Antes de abordarmos, suscintamente, a questão complexa da família (1), faz-se mister conscientizar uma verificação sem a qual toda nossa reflexão se apresentaria viciada ou condenada ao irrealismo. É o fato de que a família, mais que qualquer outra realidade, participa da ambiguidade inerente à condição humana que nos faz simultaneamente dementes e sapientes, sim-bólicos e dia-bólicos, numa palavra, nos revela a coexistência da luz e da sombre e de intrincadas de contradições que existem em cada um de nós. Por isso, por um lado, a família encerra altíssimos valores e, por outro, contem deformações lamentáveis. Dai viver em permanente crise, com chances de acrisolamento (donde vem a palavra crise) e de crescimento ou também com riscos de decadência e de deterioramento de sua situação.

1. Família: utopia e realidade

Não obstante esse dado primeiro, não desaparece em nós dimensão utópica, vale dizer, aquele horizonte de sentido que nos chama sempre a melhorar e a não nos resignar à realidade dada. Recusamo-nos aceitar passivamente a situação decadente. Queremos superá-la. Não secundamos um pragmatismo preguiçoso, sem sonhos e destituído de vontade de aperfeiçoamento, que simplesmente administra a crise, tirando vantagens onde pode, mas sem um projeto de criação de novos modelos de convivência. Infelizmente, esta é a tendência dominante, particularmente, no quadro da pós-modernidade para a qual qualquer coisa vale (anything goes) ou só vale o que está na moda.

Entretanto, uma pessoa ou uma sociedade que já não sonha e que não se orienta por utopias, escolheu o caminhou de sua decadência e de seu desaparecimento. Sem utopia não se alimenta a esperança. Sem esperança não há mais razões para viver e o desfecho fatal é a auto-destruição. Por isso é de fundamental importância a dimensão utópica em tudo o que empreendemos, também com referência à família, mesmo com a consciência de que jamais alcançaremos a utopia. Não obstante isso, esta desempenha função insubstituível, pois a ela relativiza as realizações históricas concretas e mantém o processo sempre aberto a novas incorporações. Numa palavra, a utopia nos fazer andar. Jamais alcançaremos as estrelas. Mas que seriam nossas noites sem elas? São elas que espantam os fantasmas da escuridão e nos enchem de reverência face à “grandeur” e à majestade de um céu estrelado. Porque temos estrelas, não tememos a escuridão.

Precisamos, portanto, de uma utopia para a família, para que continue humana, lugar de realização a dois no amor e na confiança, digna de procriar novas vidas para esse mundo e para Deus.

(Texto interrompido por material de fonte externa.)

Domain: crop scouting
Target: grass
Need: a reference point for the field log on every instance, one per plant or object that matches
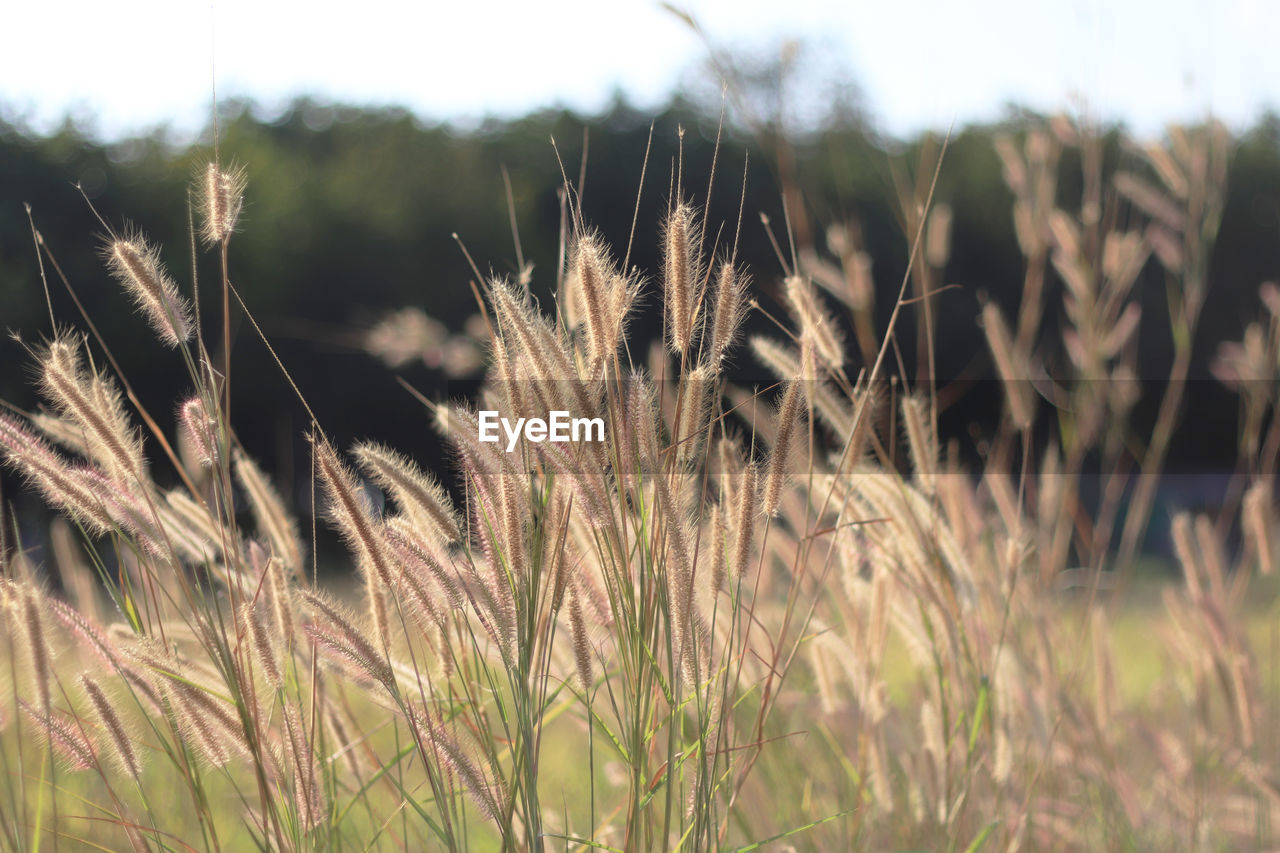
(781, 616)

Quando confrontamos, entretanto, a família humana com a Família divina que é a SS. Trindade, o Pai, o Filho e o Espírito Santo e a sagrada família de Nazaré, de Jesus, Maria e José, estas contradições que referimos saltam aos olhos. O risco é a produção de um discurso paralelo: exaltar, por um lado, as excelências da Família divina e da sagrada Família de Nazaré e apontar e, por outro, as mazelas da família humana, sem um real confronto entre elas.

Outro risco, mais frequente na produção escrita e falada dos cristãos é apresentar, por cima das cabeças, a utopia cristã da família, sem tomar a sério os desafios que vêm da família atual, sob a pressão violenta de transformações de toda ordem que ocorrem na sociedade, nas formas dos relacionamentos humanos e de coabitação entre pessoas que querem viver juntas. O discurso cristão, então, soa irrealista, sem responder às demandas reais dos cristãos.

Nossa reflexão procura manter a dialética entre o utópico e o real contraditório. Partiremos dos desafios do real para, então, confrontá-lo com utópico. Desta forma, esperamos fazer justiça às duas dimensões e estaremos em condição de criar espaço para inspirações que incentivam a criatividade face à realidade histórico-social que nos toca sofrer e viver.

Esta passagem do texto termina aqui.